De ETS-sectoren waar de koppeling volgens de Commissie op van toepassing moeten zijn,
komen overeen met het Europese emissiehandelssysteem voor broeikasgasinstallaties
(ETS-1).5 De overeenkomst tussen de EU en het VK over ETS zou daarnaast een procedure moeten
bevatten voor uitbreiding naar andere ETS-sectoren, stelt de Commissie.
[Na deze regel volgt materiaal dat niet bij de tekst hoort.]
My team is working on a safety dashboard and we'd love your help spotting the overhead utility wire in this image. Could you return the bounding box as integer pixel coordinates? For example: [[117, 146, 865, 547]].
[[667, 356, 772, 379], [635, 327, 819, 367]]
De Commissie stelt dat de twee nieuwe overeenkomsten moeten voldoen aan een aantal
voorwaarden, te weten (a) dynamische overname van EU-acquis, (b) waarborging van uniforme
interpretatie daarvan, (c) een geschillenbeslechtingsmechanisme met een onafhankelijk
arbitrage hof op basis van de Handels- en Samenwerkingsovereenkomst, met een rol voor
het EU-Hof van Justitie als hoogste autoriteit voor EU-recht; en (d) een robuust mechanisme
voor de naleving van geschillenbeslechting. Verder moeten de bestaande implementatiestructuren
van de Handels- en Samenwerkingsovereenkomst van toepassing worden op de te onderhandelen
twee nieuwe overeenkomsten. De twee overeenkomsten zouden onafhankelijk van en parallel
aan het Windsor Framework geïmplementeerd worden. De Commissie stelt tot slot dat het VK ook een financiële
bijdrage zou moeten leveren aan de relevante kosten voor de EU op de desbetreffende
beleidsterreinen, zoals de werking van agentschappen, systemen en databases.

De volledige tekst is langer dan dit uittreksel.